A beautifully written tale of teenage angst, Steal my Sunshine is definitely worth a read.

Review- High Sobriety: My Year without Booze

In 2011, Jill Stark, a health  journalist from The Sunday Age, embarked upon a 12 month period abstaining from alcohol. Initially for 12 weeks as part of the Hello Sunday Morning programme, Jill extended her teetotal journey to over a year. On the basis of an article on the Age depicting her initial 12 weeks, Jill was offered a chance to write this memoir.

The chapters  correspond to the months of the year, with each month focusing on a different aspect. You get to read about her family history and her introduction to alcohol in her teens, and travelling to Scotland to explore her relationship with alcohol. You see how her friendships are reevaluated as her abstinence continues, and how her search for a relationship is challenged when her prospective partners can’t quite grasp her not drinking.

An avid music lover and Hawthorn supporter, Jill also looks at how alcohol permeates our own recreational pursuits. What’s of great concern is the impact this has upon impressionable children, and how from an early age alcohol is perceived as an acceptable drug.

Her book also covers the history of alcohol in Australia and the origins of wowserism, a label which is quickly attached to those concerned with limiting the impact of alcohol in society.

I really enjoyed Jill’s personal journey and for that alone it is worth the read. Even the creative process of writing this memoir is entertaining as she discusses with John Birmingham how to write without resprting to the lubrication of a drink to aid her writing!

Like a good health journalist, she has also researched the impact of alcoholism on one’s health, speaking to health professionals about cancer and addiction to alcohol. She also raises personal questions about her own possible addiction to alcohol and agonises about her return to drinking.

After reading High Sobriety, it is so hard not to see the impact of advertising, and the casual acceptance of alcohol in people’s lives.
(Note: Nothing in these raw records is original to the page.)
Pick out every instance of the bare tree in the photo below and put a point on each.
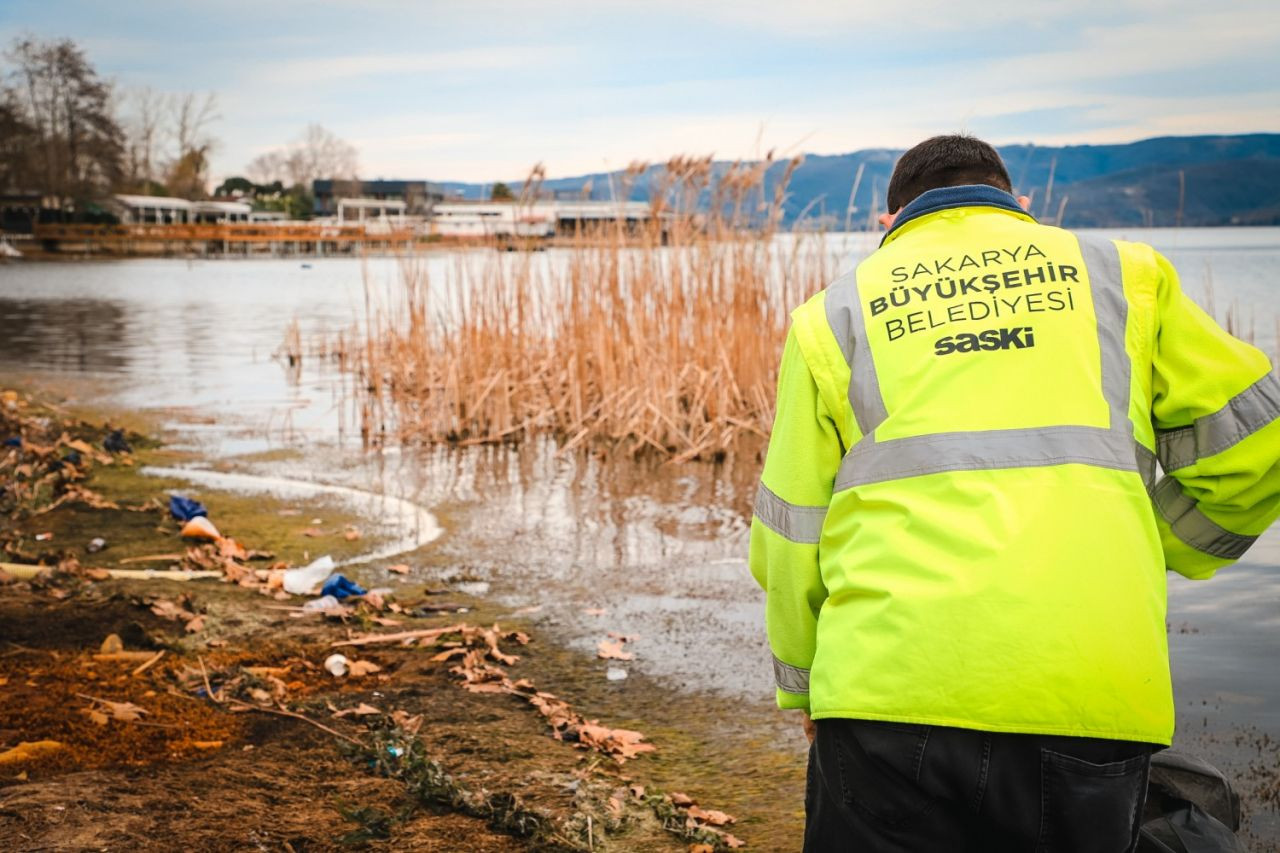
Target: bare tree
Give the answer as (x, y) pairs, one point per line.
(146, 133)
(191, 115)
(77, 147)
It certainly makes you rethink that drink.

Review- The Convent

the conventThe Convent is a novel by one of my favourite authors, Maureen McCarthy, which deals with the usual themes of love, loss and friendship in her own inimitable way.

Peach is 19, and is looking after her sister while her parents are overseas, is nursing a broken heart and has just started a summer job at a cafe at the Abbotsford Convent.
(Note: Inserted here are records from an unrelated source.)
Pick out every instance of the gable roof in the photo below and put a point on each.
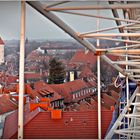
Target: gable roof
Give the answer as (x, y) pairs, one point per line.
(86, 72)
(67, 88)
(79, 125)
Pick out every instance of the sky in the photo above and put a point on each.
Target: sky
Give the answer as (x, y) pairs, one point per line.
(38, 27)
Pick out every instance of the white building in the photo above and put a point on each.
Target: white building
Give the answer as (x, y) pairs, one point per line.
(1, 51)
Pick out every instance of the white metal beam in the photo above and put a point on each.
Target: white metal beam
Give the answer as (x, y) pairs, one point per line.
(21, 73)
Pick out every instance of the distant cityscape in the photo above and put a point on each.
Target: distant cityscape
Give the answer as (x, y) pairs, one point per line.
(78, 90)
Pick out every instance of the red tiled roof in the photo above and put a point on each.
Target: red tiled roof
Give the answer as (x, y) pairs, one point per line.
(114, 94)
(86, 72)
(1, 41)
(66, 88)
(10, 130)
(6, 105)
(81, 57)
(108, 99)
(79, 125)
(43, 89)
(32, 75)
(112, 87)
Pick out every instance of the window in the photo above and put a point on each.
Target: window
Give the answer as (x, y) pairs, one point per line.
(73, 96)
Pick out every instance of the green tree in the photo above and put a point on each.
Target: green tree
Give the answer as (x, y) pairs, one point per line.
(57, 72)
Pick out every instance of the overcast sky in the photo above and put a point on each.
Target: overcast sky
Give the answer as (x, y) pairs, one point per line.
(38, 27)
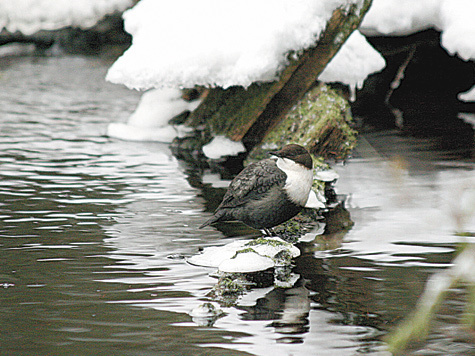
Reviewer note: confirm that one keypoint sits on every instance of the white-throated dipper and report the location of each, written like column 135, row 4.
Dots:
column 269, row 192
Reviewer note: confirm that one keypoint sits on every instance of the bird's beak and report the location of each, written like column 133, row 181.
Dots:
column 275, row 154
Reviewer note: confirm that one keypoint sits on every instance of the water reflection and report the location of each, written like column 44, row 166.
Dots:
column 93, row 231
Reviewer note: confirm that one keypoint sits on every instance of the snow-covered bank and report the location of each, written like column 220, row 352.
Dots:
column 149, row 122
column 31, row 16
column 223, row 43
column 453, row 18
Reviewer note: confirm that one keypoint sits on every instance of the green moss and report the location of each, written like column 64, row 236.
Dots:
column 321, row 121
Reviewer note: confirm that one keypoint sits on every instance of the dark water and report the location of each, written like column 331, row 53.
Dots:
column 88, row 225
As the summer progresses, Peach (short for Perpetua) learns more about who she is, and uncovers secrets about her birth mother and her family. The stories of four generations are told, all of which are centred around the Abbotsford Convent. It is a place of sanctuary, a home for wards of the state and a jail for fallen girls forced to work in terrible conditions while pregnant.

It’s a book aimed at young adults, but its setting and its story spanning generation offers something for people of all ages. It’s what makes Maureen McCarthy such a good writer.

Review- Taking a Chance

taking a chance

Taking a Chance by Deborah Burrows, is an historical romance, cum murder mystery set in Perth in 1943.
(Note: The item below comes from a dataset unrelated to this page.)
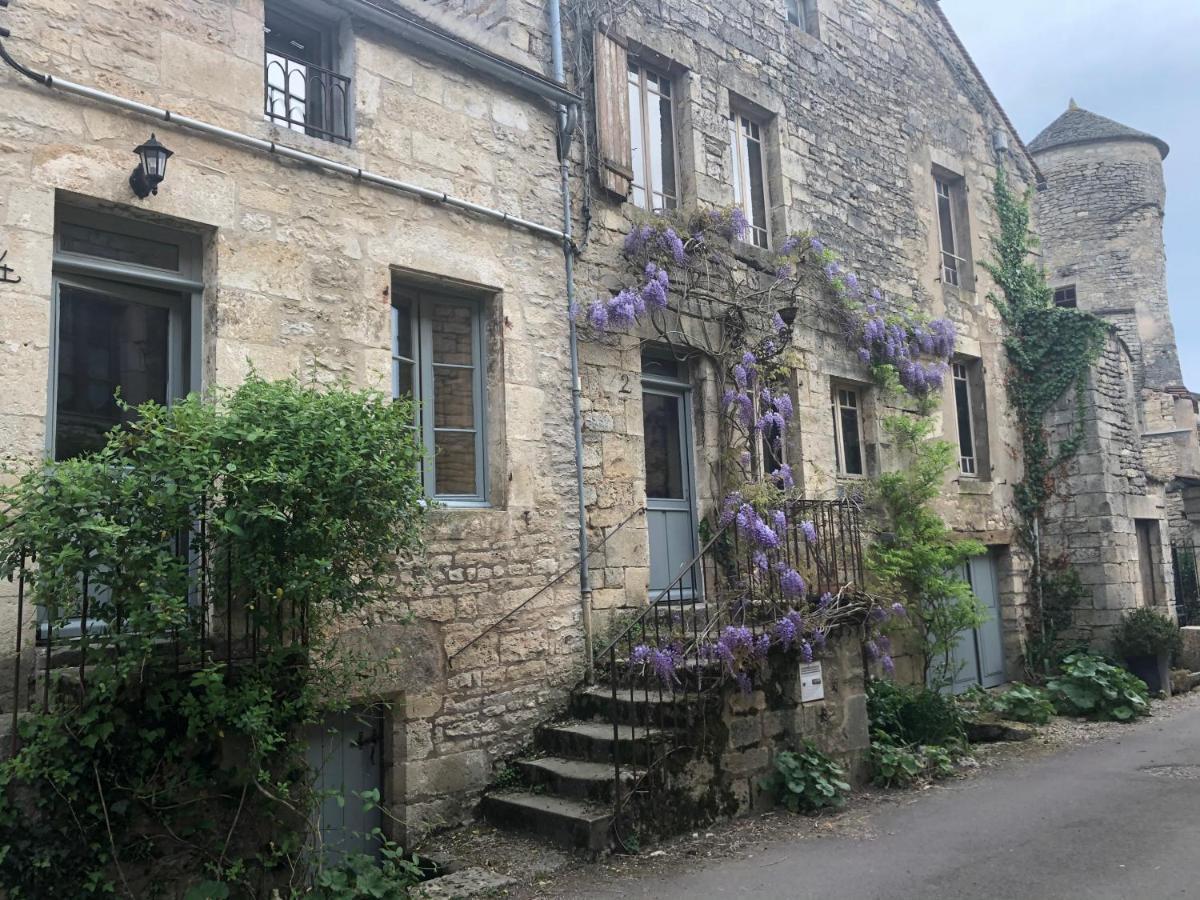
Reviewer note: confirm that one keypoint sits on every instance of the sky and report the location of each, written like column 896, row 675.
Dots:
column 1138, row 64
Eleanor “Nell” Fitzgerald, a fashion reporter for a local newspaper, is dragged into a murder mystery by Johnny Horvath, an American war correspondent convalescing in wartime Perth. Johnny is convinced that Lena, a former lover, is innocent of murder  is determined to find the truth. Despite being engaged, Nell, can’t help but be attracted to the dashing journalist, as she joins forces with him to rescue lost girls, uncover a prostitution ring, and find the real murderer.

Nell is essentially a good girl, feisty, yet vulnerable and the central romance is quite tame in comparison to what else in happening in the book, with the novel depicting the seedier side of wartime,  of girls running away from home, romances and illicit liaisons with soldiers.

The book has been extensively researched to get the feel of life in World War Two, but the research doesn’t get in the way of the narrative. It’s a pleasant read, and can be enjoyed for the setting (Perth doesn’t seem to be the setting of popular books, more’s the pity), the mystery and for the bubbling romantic tensions between Nell and Johnny.